Depuis quelques jours, Amazon est sous le feu des projecteurs en raison de milliers de demandes d’arbitrage déposées par des chauffeurs de livraison. Ces dernières, déposées le 11 juin, allèguent que la classification des chauffeurs comme travailleurs indépendants par Amazon a entraîné des salaires impayés et d’autres pertes financières significatives.

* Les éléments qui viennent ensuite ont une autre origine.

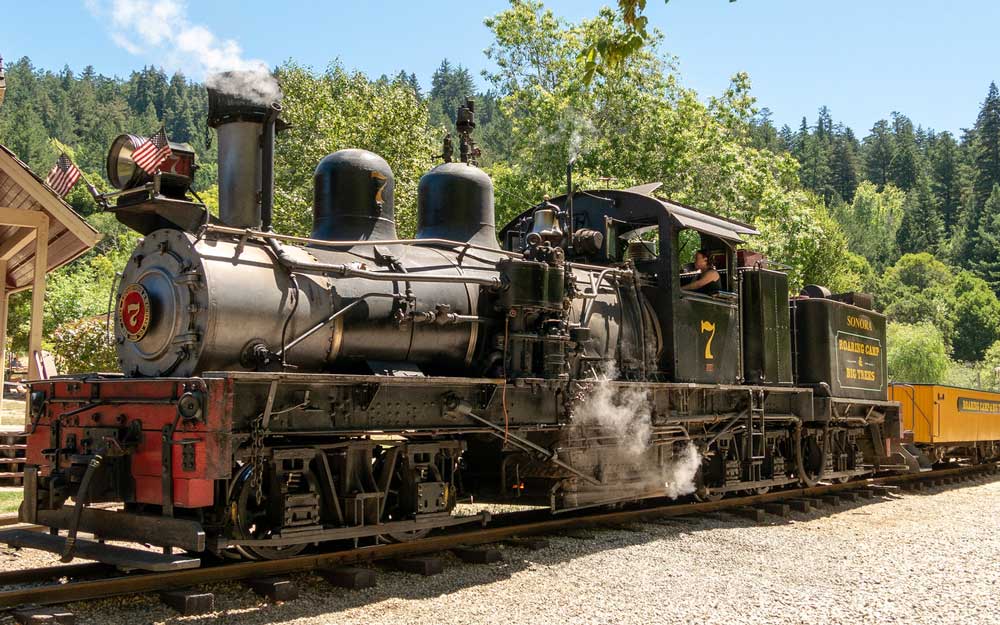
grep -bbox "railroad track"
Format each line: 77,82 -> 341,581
0,463 -> 1000,610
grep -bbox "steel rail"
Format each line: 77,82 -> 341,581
0,462 -> 1000,609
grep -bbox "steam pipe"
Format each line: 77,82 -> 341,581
260,102 -> 281,232
267,237 -> 503,288
566,156 -> 576,258
199,224 -> 524,258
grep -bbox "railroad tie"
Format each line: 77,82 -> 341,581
393,556 -> 444,577
319,566 -> 375,590
246,577 -> 299,601
764,501 -> 791,517
730,508 -> 764,523
13,606 -> 76,625
160,589 -> 215,616
451,547 -> 503,564
788,499 -> 813,512
504,536 -> 549,551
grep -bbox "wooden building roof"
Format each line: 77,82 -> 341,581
0,145 -> 101,292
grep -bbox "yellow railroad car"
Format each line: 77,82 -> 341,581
890,383 -> 1000,462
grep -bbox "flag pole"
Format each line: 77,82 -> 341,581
66,154 -> 109,210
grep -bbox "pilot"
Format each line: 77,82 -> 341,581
681,250 -> 722,295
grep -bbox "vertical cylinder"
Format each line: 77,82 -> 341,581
217,122 -> 263,228
206,71 -> 281,228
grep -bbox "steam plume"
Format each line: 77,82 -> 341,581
575,367 -> 701,499
85,0 -> 281,104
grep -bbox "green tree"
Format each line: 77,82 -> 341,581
886,323 -> 949,384
429,59 -> 476,130
486,0 -> 860,288
952,271 -> 1000,361
896,176 -> 944,254
973,82 -> 1000,212
876,252 -> 956,345
864,119 -> 894,189
889,112 -> 923,191
968,184 -> 1000,293
930,132 -> 962,236
835,181 -> 906,270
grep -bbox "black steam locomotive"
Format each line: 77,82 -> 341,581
9,75 -> 902,569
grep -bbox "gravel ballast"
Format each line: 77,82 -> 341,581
0,479 -> 1000,625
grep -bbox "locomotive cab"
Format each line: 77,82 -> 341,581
500,187 -> 757,384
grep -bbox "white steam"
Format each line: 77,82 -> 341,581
85,0 -> 280,103
574,368 -> 701,499
576,371 -> 653,456
662,443 -> 701,499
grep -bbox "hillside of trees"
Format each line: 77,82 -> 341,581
0,0 -> 1000,388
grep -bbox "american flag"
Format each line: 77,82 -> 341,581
45,154 -> 80,197
132,128 -> 172,174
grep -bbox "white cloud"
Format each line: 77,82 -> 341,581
84,0 -> 268,78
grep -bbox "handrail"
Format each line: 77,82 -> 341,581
892,382 -> 941,438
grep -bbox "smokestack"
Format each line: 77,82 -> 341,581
0,56 -> 7,106
206,71 -> 281,229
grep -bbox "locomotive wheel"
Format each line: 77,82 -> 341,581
798,434 -> 826,487
694,486 -> 726,503
229,465 -> 308,560
374,453 -> 456,543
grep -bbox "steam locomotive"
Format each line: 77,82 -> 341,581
9,75 -> 910,570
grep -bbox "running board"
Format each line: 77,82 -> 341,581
0,530 -> 201,572
209,510 -> 491,551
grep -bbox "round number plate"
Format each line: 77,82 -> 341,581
118,284 -> 149,342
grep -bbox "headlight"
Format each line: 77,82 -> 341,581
177,391 -> 202,420
108,135 -> 153,189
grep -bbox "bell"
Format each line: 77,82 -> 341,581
528,202 -> 563,246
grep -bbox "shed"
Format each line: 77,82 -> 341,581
0,145 -> 101,392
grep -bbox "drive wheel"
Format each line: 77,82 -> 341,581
694,486 -> 726,503
229,465 -> 308,560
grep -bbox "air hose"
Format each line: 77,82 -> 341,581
60,454 -> 104,562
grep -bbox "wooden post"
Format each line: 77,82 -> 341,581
28,219 -> 49,380
0,260 -> 10,413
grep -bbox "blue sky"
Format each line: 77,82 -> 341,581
0,0 -> 1000,136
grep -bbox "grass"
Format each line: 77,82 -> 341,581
0,490 -> 22,514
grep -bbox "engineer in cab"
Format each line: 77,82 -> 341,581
681,250 -> 722,295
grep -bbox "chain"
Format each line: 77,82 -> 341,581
250,414 -> 264,506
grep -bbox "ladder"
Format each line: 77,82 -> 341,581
747,388 -> 767,460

Deux cabinets d’avocats mènent l’action, affirmant qu’environ 15 860 chauffeurs du programme Amazon Flex ont soumis des demandes d’arbitrage auprès de l’American Arbitration Association. Cette institution a déjà 453 cas similaires en cours de traitement. Ce programme, mis en place par Amazon en 2015, recrute des chauffeurs pour livrer des colis avec leurs propres véhicules à l’aide d’une application dédiée.
La nature du programme Amazon Flex
Amazon présente Flex comme une opportunité flexible et à temps partiel permettant aux individus de générer des revenus supplémentaires pendant les heures de leur choix. Selon Amazon, la majorité des chauffeurs gagnent entre 18 et 25 dollars par heure, bien que le paiement puisse varier en fonction de la localisation et de la durée nécessaire pour terminer les livraisons.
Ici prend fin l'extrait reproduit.